I worry that my grand moment will never come. No boombox in the rain or holiday meet-cute in my hometown. Heath Ledger still isn’t singing in my football stadium.
A playing card deck with categorized suits—hearts is what I love about you—is the closest I’ve come to Seth Cohen standing on a table in front of the kissing booth, professing his love.
Instead, love is something I found in the in-betweens. If you look closely, it’s there in the moments when the sparks fizzle and struggle to take flight. Even on the nights when touch feels like lightning, if you roll out of bed too quickly, you’ll miss it in the way she squeezes your arm in her sleep.
I’d been waiting for extraordinary, but love is shockingly, reliably ordinary. Less a flood of passion I can’t satisfy or sedate, and more empanadas delivered at midnight.
Love has its own language—this I know for sure. Shakespeare and the Brontës raised me right. I didn’t learn its nuances in a handwritten letter or sky-written promises. I earned fluency with pitched up tones behind closed doors and a new dictionary for two.
It wasn’t waiting in any of the 790km I flew to her. Or on any of the weekly petals that made her neighbours jealous. I found it in four Dunkin’ Iced Americanos delivered before my big meeting and the Tumblr pose she indulges me every season.
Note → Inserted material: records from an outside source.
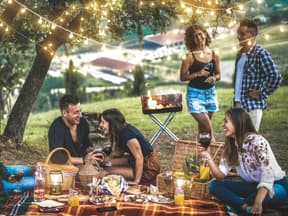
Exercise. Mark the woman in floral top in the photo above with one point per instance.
(263, 183)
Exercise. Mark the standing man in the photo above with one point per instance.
(256, 75)
(70, 131)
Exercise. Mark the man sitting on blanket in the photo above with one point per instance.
(8, 177)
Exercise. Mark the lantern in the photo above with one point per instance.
(56, 180)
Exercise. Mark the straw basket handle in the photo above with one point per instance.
(69, 162)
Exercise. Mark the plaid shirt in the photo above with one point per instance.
(260, 72)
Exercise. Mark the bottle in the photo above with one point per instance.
(39, 186)
(179, 192)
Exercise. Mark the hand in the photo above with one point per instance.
(202, 151)
(132, 183)
(95, 158)
(210, 80)
(256, 209)
(254, 93)
(204, 72)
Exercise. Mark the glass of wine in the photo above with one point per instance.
(168, 180)
(19, 173)
(204, 139)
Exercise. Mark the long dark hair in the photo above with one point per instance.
(189, 36)
(243, 126)
(116, 122)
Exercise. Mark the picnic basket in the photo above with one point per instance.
(192, 189)
(68, 170)
(86, 174)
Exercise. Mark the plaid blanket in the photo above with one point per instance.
(21, 204)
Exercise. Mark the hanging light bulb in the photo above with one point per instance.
(249, 42)
(201, 54)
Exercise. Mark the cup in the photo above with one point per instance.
(204, 139)
(204, 172)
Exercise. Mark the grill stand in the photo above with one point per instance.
(163, 127)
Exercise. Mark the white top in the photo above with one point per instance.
(239, 76)
(257, 163)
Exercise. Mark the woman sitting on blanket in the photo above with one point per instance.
(140, 165)
(263, 184)
(4, 175)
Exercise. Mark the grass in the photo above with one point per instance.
(275, 121)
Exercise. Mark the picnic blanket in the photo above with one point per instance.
(21, 204)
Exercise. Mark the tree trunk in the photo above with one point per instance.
(8, 16)
(19, 115)
(16, 124)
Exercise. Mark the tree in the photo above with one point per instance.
(60, 23)
(139, 81)
(72, 80)
(49, 24)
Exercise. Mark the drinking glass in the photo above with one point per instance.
(168, 180)
(204, 139)
(19, 173)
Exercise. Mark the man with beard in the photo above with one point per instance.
(70, 131)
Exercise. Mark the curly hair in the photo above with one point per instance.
(243, 125)
(189, 36)
(116, 122)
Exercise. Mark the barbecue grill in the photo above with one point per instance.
(166, 103)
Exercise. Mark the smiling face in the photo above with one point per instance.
(229, 129)
(72, 114)
(200, 37)
(104, 125)
(245, 37)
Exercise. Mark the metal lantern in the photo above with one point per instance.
(56, 180)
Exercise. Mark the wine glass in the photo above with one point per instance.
(204, 139)
(168, 180)
(19, 173)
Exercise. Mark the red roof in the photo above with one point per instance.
(170, 37)
(112, 64)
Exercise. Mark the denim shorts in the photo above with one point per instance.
(201, 100)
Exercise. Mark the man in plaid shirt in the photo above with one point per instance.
(256, 75)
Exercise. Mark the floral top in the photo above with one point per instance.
(257, 163)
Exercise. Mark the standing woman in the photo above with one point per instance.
(263, 183)
(141, 164)
(201, 67)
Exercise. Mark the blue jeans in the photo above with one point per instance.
(236, 193)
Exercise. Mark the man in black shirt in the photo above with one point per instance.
(70, 131)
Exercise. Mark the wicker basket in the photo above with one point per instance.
(68, 170)
(192, 189)
(86, 174)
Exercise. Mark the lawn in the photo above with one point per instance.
(274, 125)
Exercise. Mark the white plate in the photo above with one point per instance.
(160, 199)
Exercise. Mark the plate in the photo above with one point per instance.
(101, 200)
(137, 189)
(160, 199)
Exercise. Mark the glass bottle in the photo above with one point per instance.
(179, 192)
(39, 186)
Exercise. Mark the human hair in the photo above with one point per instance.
(67, 100)
(251, 24)
(243, 126)
(116, 122)
(189, 36)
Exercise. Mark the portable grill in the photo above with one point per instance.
(166, 103)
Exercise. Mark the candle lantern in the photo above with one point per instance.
(56, 180)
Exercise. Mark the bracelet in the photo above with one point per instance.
(206, 158)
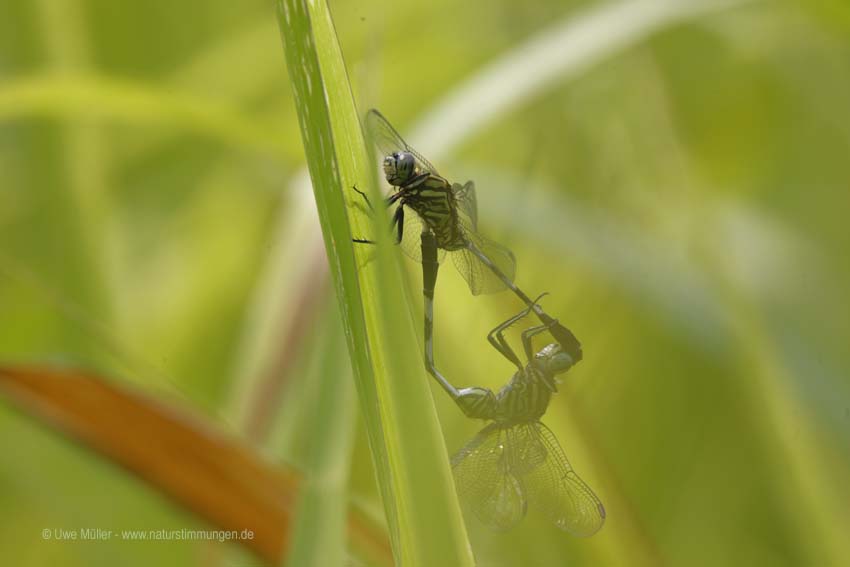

Love isn’t a grand moment. It’s a fine thread that weaves its way into the fabric of your life… until you’re so entangled in it, until it’s so familiar you don’t notice it has worked its way into every word.
It’s not a Pushcart, starving for applause. It’s a Notes app entry written with tired eyes. And perhaps you’d have seen it sooner, if only you had been paying attention.